Верочка краситься не умела. Она невольно сравнила себя с подругой. Конечно, Вера тоже немного вытянулась и прическу изменила: вместо куцего хвостика ее украшало, действительно украшало, каре. Иногда, по особым случаям, она даже подкручивала концы волос на бигуди, и на голове появлялось подобие настоящей прически. В тот день никакого особого случая не было. Верины волосы были прямыми и висели за ушами бесформенными прядями, примятыми косынкой после очередного дежурства в больнице. Разве могут эти патлы сравниться с Ксанкиными чудесными волнами? Девушка с нетерпением ждала ответа, а вдруг Ксанка сейчас расщедрится и откроет секрет чудесного превращения, и тогда она – Верочка – тотчас перестанет катиться по жизненной тропинке Колобком, а поплывет по ней не спеша, очаровательной павой.

– Делаю, – снисходительно кивнула Ксанка.

– А что? Что?

– Меняюсь. Я, Вер, цель поставила и двигаюсь к ней шаг за шагом.

– Какую цель? Ты и так прекрасно выглядишь.

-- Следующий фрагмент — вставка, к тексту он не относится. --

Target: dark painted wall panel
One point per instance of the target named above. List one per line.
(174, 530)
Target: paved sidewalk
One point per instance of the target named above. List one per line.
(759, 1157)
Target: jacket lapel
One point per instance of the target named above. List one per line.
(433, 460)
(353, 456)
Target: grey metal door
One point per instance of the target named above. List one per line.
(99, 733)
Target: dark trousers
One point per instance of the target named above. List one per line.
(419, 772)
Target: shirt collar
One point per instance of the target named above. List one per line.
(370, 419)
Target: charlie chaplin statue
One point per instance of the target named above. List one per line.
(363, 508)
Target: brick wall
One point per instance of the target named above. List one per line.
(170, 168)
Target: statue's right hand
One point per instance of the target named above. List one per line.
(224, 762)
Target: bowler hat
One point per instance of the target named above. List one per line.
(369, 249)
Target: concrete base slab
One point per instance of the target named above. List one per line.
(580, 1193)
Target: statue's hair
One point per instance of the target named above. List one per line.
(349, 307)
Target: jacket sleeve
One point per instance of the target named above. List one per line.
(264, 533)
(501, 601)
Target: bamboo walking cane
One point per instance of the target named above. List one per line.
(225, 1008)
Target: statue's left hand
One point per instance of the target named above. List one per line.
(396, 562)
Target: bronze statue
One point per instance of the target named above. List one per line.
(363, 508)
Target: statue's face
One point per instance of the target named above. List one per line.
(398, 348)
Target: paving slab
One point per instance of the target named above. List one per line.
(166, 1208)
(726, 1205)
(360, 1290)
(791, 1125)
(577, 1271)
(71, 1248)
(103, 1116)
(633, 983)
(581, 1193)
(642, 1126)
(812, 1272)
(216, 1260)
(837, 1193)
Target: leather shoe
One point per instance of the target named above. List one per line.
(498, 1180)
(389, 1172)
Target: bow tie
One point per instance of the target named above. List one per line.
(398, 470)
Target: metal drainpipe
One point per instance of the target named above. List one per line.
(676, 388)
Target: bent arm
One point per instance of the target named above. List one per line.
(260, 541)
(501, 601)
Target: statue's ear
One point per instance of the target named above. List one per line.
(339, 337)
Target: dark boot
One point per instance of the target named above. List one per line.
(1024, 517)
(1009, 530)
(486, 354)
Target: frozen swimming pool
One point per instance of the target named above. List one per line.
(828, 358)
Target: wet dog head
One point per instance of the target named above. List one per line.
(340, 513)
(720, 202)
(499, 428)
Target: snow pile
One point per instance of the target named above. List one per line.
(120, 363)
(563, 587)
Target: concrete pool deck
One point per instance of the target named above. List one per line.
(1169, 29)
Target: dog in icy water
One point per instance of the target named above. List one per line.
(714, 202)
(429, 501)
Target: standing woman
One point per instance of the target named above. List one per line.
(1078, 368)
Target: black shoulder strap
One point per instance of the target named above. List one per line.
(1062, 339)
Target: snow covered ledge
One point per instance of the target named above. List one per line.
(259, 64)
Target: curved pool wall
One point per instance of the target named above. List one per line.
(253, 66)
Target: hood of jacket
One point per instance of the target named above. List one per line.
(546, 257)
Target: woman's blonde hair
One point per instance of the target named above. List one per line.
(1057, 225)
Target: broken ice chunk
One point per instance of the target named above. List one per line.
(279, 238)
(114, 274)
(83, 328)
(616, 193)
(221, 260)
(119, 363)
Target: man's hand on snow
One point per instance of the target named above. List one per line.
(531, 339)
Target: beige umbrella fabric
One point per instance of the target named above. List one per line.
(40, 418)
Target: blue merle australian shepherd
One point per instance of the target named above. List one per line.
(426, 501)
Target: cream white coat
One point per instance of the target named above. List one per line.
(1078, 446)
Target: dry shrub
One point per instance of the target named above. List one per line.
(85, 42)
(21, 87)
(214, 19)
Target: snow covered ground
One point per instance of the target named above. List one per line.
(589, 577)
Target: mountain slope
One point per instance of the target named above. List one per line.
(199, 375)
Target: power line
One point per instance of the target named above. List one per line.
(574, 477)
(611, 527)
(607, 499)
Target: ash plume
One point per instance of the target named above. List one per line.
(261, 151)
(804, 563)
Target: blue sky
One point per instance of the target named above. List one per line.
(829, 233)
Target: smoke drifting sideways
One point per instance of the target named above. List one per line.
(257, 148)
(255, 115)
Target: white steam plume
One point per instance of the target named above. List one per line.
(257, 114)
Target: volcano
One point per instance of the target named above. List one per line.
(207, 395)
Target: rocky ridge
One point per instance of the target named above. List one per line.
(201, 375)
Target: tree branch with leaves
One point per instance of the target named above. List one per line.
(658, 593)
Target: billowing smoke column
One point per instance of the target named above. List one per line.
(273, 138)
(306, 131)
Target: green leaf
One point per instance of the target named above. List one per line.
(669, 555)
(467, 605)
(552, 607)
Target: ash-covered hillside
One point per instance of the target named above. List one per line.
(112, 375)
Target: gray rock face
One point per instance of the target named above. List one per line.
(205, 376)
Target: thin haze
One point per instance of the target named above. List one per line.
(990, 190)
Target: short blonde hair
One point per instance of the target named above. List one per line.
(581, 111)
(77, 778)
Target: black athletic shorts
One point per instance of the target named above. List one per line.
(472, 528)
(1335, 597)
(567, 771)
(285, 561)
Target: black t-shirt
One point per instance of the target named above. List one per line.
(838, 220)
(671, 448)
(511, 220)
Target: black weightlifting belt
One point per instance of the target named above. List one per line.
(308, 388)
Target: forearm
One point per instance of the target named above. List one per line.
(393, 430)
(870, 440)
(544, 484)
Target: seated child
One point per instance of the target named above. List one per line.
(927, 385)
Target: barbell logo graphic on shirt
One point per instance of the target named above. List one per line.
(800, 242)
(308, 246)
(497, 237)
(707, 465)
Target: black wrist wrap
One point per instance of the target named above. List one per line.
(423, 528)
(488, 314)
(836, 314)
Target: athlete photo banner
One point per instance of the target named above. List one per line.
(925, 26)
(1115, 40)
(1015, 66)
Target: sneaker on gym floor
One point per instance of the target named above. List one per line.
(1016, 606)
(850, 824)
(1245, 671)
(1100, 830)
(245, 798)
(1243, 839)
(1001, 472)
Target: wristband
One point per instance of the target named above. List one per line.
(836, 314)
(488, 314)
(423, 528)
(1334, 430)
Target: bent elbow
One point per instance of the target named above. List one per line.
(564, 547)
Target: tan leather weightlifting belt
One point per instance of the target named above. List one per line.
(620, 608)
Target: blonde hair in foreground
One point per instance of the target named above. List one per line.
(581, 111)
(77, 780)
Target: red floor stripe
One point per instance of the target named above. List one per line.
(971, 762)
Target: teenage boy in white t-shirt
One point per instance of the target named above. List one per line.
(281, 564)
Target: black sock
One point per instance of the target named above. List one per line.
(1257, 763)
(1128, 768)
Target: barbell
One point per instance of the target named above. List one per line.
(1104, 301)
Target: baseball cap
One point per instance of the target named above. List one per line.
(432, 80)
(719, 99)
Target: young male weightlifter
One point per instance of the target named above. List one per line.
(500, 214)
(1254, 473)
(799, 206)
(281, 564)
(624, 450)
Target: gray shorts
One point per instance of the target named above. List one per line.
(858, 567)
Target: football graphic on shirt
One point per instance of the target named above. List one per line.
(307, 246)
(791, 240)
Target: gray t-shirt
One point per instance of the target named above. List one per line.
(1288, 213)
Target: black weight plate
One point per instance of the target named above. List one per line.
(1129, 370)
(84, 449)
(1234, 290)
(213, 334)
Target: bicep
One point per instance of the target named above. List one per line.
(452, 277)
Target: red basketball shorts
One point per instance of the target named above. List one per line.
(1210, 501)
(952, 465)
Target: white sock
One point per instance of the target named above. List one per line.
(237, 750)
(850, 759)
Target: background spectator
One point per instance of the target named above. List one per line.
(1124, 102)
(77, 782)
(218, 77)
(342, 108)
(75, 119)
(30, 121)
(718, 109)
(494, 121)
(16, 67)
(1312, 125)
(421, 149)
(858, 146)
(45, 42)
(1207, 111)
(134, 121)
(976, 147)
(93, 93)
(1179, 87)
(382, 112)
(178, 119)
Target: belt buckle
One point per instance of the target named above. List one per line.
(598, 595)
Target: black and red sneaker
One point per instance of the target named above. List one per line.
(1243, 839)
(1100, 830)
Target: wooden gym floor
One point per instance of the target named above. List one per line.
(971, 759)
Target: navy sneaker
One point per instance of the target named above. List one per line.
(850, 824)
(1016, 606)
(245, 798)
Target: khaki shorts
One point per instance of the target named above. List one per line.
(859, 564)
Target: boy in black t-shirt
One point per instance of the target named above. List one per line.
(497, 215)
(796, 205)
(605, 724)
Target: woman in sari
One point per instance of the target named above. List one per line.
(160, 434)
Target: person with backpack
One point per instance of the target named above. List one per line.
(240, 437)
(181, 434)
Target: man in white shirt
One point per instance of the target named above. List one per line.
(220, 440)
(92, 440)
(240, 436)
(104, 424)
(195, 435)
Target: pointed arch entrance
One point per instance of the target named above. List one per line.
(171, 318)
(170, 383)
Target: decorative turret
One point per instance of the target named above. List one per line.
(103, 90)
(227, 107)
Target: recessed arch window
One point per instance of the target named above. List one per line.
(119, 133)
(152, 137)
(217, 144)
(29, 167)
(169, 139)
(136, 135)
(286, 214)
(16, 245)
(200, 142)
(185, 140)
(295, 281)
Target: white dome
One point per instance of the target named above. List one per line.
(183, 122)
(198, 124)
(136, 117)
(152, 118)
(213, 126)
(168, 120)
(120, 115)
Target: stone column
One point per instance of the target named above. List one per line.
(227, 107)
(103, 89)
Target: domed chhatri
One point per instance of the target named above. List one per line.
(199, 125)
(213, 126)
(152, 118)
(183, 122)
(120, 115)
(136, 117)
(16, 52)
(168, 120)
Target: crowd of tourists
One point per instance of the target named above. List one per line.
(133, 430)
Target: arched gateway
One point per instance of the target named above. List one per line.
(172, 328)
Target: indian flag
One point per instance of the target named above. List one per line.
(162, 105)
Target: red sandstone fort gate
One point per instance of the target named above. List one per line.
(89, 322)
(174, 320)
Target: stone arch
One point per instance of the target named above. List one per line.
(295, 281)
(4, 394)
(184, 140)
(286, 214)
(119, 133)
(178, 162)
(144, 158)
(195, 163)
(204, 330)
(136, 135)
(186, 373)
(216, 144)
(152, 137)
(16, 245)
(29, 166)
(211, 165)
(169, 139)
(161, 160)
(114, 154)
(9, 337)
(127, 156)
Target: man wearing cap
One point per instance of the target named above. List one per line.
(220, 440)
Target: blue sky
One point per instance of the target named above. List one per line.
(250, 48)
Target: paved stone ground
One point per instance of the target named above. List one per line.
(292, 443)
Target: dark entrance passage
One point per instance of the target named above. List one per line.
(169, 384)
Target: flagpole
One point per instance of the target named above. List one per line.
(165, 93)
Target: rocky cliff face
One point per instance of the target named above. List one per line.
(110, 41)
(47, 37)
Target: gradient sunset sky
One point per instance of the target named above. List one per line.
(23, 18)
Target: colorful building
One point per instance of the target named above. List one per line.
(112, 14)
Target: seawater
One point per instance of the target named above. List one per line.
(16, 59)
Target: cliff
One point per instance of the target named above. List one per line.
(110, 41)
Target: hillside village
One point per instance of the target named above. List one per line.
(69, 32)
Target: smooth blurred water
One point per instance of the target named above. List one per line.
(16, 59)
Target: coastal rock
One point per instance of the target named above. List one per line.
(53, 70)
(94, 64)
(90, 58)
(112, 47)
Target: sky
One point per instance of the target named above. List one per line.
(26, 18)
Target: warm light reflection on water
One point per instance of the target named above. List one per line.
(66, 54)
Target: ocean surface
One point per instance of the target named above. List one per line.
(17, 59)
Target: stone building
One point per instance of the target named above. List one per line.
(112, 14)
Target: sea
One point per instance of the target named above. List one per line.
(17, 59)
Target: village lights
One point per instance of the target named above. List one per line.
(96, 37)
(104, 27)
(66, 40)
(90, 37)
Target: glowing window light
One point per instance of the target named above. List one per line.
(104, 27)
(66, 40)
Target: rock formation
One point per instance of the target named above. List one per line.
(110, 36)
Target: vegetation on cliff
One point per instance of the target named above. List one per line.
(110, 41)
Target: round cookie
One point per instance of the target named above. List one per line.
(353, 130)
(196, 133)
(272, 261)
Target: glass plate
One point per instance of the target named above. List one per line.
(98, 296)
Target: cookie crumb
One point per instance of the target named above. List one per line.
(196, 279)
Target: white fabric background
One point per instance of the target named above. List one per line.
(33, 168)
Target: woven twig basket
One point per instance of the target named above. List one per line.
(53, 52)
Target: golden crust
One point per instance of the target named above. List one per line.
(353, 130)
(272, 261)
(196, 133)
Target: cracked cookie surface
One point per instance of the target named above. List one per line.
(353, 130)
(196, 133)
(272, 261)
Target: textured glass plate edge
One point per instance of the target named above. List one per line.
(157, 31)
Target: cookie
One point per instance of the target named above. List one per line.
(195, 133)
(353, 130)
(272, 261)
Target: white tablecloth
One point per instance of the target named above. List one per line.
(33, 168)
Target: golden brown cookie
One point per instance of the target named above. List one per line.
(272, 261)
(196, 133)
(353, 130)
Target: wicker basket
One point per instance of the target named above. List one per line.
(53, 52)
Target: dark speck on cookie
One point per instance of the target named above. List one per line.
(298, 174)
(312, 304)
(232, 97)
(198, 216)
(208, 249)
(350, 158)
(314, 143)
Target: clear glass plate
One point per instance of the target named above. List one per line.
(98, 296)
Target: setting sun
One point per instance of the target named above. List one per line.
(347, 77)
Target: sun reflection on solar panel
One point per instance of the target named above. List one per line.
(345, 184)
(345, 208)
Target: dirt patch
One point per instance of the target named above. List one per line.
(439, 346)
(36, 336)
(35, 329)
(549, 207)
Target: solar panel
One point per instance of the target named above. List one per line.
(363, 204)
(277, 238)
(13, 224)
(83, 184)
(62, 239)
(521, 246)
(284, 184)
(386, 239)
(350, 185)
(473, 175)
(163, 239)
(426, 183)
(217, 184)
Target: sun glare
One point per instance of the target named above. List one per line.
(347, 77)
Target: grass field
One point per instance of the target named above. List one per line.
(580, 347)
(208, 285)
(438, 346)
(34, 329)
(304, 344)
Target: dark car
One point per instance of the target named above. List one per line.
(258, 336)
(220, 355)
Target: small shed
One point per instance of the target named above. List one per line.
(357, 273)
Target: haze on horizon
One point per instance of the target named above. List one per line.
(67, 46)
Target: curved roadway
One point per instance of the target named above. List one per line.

– Кому‑ то этого недостаточно. – Девушка объяснила беззлобно, будто в какой‑ то степени уже приняла эту мысль как данность и даже сумела с ней примириться. – Мне нужно стать другой.

– Какой?

– Такой, как она, понимаешь? – Ксанка схватила Веру за руку и заговорила быстро, сбивчиво, будто боялась, что подруга не поймет ее искреннего желания преобразиться: – Чтобы смотреть так же, говорить так же. Чтобы жесты, движения, все‑ все было, как у нее. Ведь если тебя все это ждет дома, так зачем на сторону смотреть? Он же должен когда‑ нибудь прозреть, понимаешь?

Верочка осторожно кивнула. Она разрывалась от двойственности охвативших ее чувств. Испытывая искреннюю, глубокую жалость к подруге, она в то же время была уверена в том, что та заслужила свои страдания. Кроме того, Ксанка заставляла страдать еще двоих людей, один из которых был Верочке по‑ прежнему не безразличен, и она продолжала желать ему счастья, которое он, безусловно, не мог обрести рядом с женой.

– Ксан, это утопия.

– Почему же? – Губы превратились в тонкую полоску, глаза сощурились, и вдруг, будто и не было этой секундной вспышки гнева, лицо Ксанки мгновенно преобразилось, стало безмятежно спокойным, без единой тени, без какого‑ либо признака недавнего недовольства. – Видишь, как я могу? – не без гордости спросила Ксанка. – Только что была самой собой, и вот перед тобой уже она – мисс невозмутимость и обходительность. Видишь, я все могу копировать: и взгляд, и походку, и поведение.

– Ксаночка. – Для пущей убедительности Вера дотронулась до руки подруги. – Копия всегда хуже оригинала. Никто не станет приобретать подделку, если владеет подлинником.

Ксанка резко отдернула руку:

– Думаешь, я не смогу стать лучше оригинала? Да я сейчас по улице иду, мужики шеи сворачивают, не веришь?

– Я верю, верю. – Назревала ссора, и Верочка тут же бросилась спасать положение.

– Выходит, Мишка не мужик, что ли? Не видит, какая краля у него под боком спит?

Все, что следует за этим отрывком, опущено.